Of course, within the context of Herodotus’ work, the exchange between Solon and Croesus fits so perfectly that the writer must almost certainly have been spun it out of whole cloth. Solon probably never did visit Lydia, and it seems even less probable that he had actually spent time with King Croesus himself.
But Herodotus didn’t let the truth get in the way of a good story. He knew that Croesus’ mighty kingdom had fallen, swallowed up by the ever-expanding Persian Empire, and that the king himself had suffered an ignominious end, meaning that he most definitely did not die a fortunate man. Herodotus’ Greek audience would certainly have appreciated the tale.
Statues of Cleobis and Biton?
According to the story in Herodotus, the Argives dedicated statues of the Argive youths at Delphi. Two large, freestanding statues of bulky, young men were unearthed in Delphi, and dated to ca. 580 BC, or around the time that Solon was active (i.e. first half of the sixth century BC). Naturally, they were almost immediately thought to represent Cleobis and Biton.
However, this identification is most probably wrong. As luck would have it, there are inscriptions along the base. They mention the sculptor’s name, which has been reconstructed as Polymedes of Argos.

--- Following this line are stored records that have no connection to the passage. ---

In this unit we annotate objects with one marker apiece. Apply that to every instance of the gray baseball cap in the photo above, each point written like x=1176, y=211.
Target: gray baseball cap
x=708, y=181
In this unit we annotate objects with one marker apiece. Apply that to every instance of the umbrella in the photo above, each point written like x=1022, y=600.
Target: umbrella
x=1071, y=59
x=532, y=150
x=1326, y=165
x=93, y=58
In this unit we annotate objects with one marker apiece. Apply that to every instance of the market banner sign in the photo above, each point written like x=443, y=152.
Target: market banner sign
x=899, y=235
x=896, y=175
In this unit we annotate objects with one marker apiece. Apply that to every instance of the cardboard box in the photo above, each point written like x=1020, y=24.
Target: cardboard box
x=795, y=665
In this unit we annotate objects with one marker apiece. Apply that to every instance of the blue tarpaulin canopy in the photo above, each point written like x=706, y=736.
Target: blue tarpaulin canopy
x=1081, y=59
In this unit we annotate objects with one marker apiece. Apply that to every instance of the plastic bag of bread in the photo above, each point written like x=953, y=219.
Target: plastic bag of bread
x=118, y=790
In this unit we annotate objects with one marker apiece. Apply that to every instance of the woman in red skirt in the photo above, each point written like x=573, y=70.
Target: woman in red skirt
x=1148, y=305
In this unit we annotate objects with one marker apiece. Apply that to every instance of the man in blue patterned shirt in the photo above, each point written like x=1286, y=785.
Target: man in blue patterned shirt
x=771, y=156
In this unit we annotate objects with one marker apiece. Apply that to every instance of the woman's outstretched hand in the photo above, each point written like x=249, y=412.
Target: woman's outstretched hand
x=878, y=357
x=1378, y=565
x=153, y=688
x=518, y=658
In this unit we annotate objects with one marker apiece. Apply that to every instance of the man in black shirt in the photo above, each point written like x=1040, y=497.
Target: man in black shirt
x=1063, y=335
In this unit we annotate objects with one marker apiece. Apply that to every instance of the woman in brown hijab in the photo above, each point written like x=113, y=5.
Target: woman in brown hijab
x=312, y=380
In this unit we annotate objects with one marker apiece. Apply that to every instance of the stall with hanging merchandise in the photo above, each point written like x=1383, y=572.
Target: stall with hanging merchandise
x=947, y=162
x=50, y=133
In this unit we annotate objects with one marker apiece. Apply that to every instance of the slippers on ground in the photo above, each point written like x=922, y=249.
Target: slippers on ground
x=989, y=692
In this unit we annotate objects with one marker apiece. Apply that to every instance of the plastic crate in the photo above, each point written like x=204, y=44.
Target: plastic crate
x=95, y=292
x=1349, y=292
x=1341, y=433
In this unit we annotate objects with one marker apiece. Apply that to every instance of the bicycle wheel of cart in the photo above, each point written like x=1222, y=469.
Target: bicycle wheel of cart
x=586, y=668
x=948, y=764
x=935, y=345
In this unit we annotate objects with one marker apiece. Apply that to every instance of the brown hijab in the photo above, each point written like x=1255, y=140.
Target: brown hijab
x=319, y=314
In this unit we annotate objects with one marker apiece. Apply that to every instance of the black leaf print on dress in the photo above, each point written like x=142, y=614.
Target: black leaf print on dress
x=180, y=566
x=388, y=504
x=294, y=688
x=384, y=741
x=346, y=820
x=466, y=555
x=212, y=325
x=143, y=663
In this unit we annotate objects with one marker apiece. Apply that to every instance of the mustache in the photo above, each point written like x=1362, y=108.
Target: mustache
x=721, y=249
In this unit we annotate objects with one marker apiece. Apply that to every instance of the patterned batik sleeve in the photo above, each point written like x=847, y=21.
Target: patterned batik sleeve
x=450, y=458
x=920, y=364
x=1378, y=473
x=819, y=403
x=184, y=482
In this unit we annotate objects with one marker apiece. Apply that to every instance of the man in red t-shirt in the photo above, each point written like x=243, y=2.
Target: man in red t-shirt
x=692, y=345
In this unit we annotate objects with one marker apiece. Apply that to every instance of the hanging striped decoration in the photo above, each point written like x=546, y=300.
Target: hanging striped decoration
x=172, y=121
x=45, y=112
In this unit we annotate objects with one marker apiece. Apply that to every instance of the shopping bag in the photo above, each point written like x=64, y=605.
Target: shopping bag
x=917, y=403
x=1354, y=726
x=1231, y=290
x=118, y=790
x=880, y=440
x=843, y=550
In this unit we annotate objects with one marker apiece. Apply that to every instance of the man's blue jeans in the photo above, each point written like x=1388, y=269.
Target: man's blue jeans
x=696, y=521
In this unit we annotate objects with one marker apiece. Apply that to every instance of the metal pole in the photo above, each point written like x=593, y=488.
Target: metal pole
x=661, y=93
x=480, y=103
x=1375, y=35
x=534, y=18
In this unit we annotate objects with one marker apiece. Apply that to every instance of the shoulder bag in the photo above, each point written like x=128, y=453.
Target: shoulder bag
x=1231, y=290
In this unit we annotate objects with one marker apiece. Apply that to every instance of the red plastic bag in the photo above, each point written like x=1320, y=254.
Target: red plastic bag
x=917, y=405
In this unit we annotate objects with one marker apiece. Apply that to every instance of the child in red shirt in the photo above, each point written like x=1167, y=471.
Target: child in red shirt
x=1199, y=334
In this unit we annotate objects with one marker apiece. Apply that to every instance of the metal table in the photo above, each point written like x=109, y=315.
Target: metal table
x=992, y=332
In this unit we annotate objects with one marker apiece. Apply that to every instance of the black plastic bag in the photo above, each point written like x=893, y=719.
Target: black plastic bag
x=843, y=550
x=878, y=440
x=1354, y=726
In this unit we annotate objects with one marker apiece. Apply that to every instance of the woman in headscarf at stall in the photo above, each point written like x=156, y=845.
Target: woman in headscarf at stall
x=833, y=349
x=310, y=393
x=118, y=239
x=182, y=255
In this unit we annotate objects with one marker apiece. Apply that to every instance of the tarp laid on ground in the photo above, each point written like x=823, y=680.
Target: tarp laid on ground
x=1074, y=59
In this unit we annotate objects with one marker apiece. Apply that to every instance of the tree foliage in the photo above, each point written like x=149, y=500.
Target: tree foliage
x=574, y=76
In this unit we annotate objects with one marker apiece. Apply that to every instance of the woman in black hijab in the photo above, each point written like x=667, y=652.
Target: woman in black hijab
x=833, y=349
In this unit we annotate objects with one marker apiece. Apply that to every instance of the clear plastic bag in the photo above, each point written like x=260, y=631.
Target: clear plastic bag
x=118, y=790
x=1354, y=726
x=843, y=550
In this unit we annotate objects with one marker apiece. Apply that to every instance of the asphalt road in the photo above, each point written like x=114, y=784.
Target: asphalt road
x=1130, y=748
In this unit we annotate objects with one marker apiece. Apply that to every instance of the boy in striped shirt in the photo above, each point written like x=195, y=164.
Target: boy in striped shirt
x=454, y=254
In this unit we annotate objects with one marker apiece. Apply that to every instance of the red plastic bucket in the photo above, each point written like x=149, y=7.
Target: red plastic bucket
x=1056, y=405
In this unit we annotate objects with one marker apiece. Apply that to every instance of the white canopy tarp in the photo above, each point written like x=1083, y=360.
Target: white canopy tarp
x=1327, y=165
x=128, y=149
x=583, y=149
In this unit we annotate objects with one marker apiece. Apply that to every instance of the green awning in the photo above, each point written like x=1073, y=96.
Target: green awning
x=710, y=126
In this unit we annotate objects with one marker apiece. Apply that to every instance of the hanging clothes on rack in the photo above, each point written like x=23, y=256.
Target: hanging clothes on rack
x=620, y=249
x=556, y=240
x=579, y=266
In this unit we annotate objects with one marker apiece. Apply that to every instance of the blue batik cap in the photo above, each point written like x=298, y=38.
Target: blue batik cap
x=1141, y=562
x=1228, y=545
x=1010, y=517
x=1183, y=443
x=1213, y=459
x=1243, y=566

The remainder is very fragmentary and more difficult to reconstruct; one scholar has suggested part of it spelled out the name “Biton”, but this is highly conjectural, to say the least.
More likely, the statues represent the Dioskouroi, Castor and Pollux. In Greek mythology, Castor and Pollux are brothers of Helen and Clytemnestra, but they died before the outbreak of the Trojan War. Though born in Sparta, the two heroes were popular throughout the Peloponnese and even the subject of cult.
Contrary to the opinion of most archaeologists, the Delphi Museum continues to identify the pair of statues as Cleobis and Biton.